Beginner Guides · 7 min read

Common Mistakes New World of Warships Players Make

The mistakes that cost the most games, and the simple fix for each one.

Everyone makes these mistakes. The difference between players who improve and players who stay stuck is noticing them. Here are the ones that cost the most games, with the fix for each.

1. Showing broadside

The mistake: turning lazily while spotted, or sitting flat side-on to farm damage, and losing half your health to one salvo.

The fix: before every turn, check who can see you. Turn when the biggest guns on the enemy team have just fired, turn hard and fast, and get back to an angle. If you cannot turn safely, throttle changes and staying angled beat a bad turn.

2. Overextending in the first three minutes

The mistake: sailing at full speed towards the enemy at the start "to get into the action", then being the closest target for their entire team.

The fix: the first minutes are for information, not commitment. Move towards a flexible position, wait for the map to reveal where enemies actually went, and only then commit. Do not push just because you are bored.

3. Sitting at the back (the opposite mistake)

The mistake: learning lesson two too well and spending the game at max range, hitting nothing, tanking nothing, and influencing nothing. A battleship at 20 km is not "playing safe" — it is playing zero.

The fix: the valuable space is just behind your team's front line — close enough that your shots land and enemies must respect you, far enough that you are not the first target. If nobody is shooting at you all game, you were probably too far away to matter.

4. Using one shell type for everything

The mistake: spamming HE at broadside cruisers (wasting citadel opportunities) or firing AP at angled battleships (bouncing everything).

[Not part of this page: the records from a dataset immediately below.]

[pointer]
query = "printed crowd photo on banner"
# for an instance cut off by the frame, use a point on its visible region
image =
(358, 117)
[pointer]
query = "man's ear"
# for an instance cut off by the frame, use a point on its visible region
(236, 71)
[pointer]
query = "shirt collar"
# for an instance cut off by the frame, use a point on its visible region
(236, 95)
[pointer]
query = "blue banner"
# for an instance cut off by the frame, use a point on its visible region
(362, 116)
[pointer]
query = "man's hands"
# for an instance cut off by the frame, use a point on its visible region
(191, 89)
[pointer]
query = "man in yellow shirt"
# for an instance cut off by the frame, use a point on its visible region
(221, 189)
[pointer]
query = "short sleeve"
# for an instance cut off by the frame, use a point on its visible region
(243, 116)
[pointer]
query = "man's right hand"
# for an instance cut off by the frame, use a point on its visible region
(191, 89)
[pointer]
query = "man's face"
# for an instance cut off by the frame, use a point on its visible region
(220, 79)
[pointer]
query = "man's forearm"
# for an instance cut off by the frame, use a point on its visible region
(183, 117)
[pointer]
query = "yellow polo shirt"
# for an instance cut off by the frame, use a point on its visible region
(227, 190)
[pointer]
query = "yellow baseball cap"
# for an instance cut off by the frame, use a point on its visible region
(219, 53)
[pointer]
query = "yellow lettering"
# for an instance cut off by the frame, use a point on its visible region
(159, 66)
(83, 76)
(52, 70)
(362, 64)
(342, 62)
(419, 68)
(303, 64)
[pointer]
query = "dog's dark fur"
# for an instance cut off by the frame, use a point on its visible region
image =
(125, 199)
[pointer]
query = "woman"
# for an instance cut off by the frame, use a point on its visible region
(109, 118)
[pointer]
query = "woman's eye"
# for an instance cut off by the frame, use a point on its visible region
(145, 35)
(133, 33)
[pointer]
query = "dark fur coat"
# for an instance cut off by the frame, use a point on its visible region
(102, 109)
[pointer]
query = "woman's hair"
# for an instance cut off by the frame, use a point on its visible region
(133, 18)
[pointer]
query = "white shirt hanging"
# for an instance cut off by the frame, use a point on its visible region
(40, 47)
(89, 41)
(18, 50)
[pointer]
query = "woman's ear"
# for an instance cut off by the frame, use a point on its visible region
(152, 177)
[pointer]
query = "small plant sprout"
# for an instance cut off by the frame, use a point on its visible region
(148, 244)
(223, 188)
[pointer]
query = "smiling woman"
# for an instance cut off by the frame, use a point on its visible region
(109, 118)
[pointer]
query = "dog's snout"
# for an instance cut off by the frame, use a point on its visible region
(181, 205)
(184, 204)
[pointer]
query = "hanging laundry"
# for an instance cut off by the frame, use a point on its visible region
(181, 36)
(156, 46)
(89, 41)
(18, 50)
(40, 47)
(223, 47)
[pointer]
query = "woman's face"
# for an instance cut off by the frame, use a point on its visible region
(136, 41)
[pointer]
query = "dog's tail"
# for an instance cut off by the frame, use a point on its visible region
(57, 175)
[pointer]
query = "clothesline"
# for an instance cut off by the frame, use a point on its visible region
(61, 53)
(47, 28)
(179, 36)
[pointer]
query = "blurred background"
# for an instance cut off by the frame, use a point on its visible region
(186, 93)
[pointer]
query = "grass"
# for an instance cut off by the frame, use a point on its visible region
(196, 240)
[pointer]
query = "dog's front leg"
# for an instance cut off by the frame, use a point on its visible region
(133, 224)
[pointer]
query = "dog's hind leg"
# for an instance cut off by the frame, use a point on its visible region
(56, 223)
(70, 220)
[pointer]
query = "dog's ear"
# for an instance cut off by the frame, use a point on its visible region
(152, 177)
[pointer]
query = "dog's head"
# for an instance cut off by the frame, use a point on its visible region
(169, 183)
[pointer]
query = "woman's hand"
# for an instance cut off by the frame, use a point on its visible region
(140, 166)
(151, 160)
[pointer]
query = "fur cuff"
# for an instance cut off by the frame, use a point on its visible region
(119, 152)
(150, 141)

The fix: AP at broadsides, HE at angled targets and destroyers. Switch shells during your reload based on what you will shoot next, not what you shot last.

5. Tunnel vision

The mistake: spending thirty seconds zoomed in on one target while a destroyer closes to torpedo range and your flank collapses around you.

The fix: glance at the minimap every reload. Zoom out after every salvo. The target you are dueling is rarely the thing that kills you — it is the thing you were not watching.

6. Fighting to the death for a lost cause

The mistake: staying to "help" a flank that is already lost 2v5, dying with it, and turning a bad situation into a hopeless one.

The fix: a lost flank is a maths problem, not a loyalty test. Kite away, trade damage while retreating, and make the enemy push cost them time and health. A ship that survives a collapsed flank becomes the defence of the rest of the map.

7. Blaming the team instead of reviewing the game

The mistake: writing off every loss as bad teammates. Sometimes true — but it teaches you nothing, and the one player whose decisions you control is you.

The fix: after a loss, ask one question: what was my biggest mistake this game? There is always one. Finding it is how you get better; finding the team's mistakes is how you stay the same.

The takeaway

Notice the pattern: almost every classic mistake is either being somewhere you should not be, or not looking at something you should be watching. Position deliberately, check the map constantly, and review your own play honestly. That is the whole improvement loop.

Frequently Asked Questions

How do I know if I am overextended?

Ask two questions: can more enemies shoot me than allies can support me, and do I have a safe way out if things change? If either answer is bad, you are overextended.

Is damage a good measure of how well I played?

Only partially. Damage matters, but map control wins games. Useless late damage farmed off a lost game inflates the number without reflecting impact.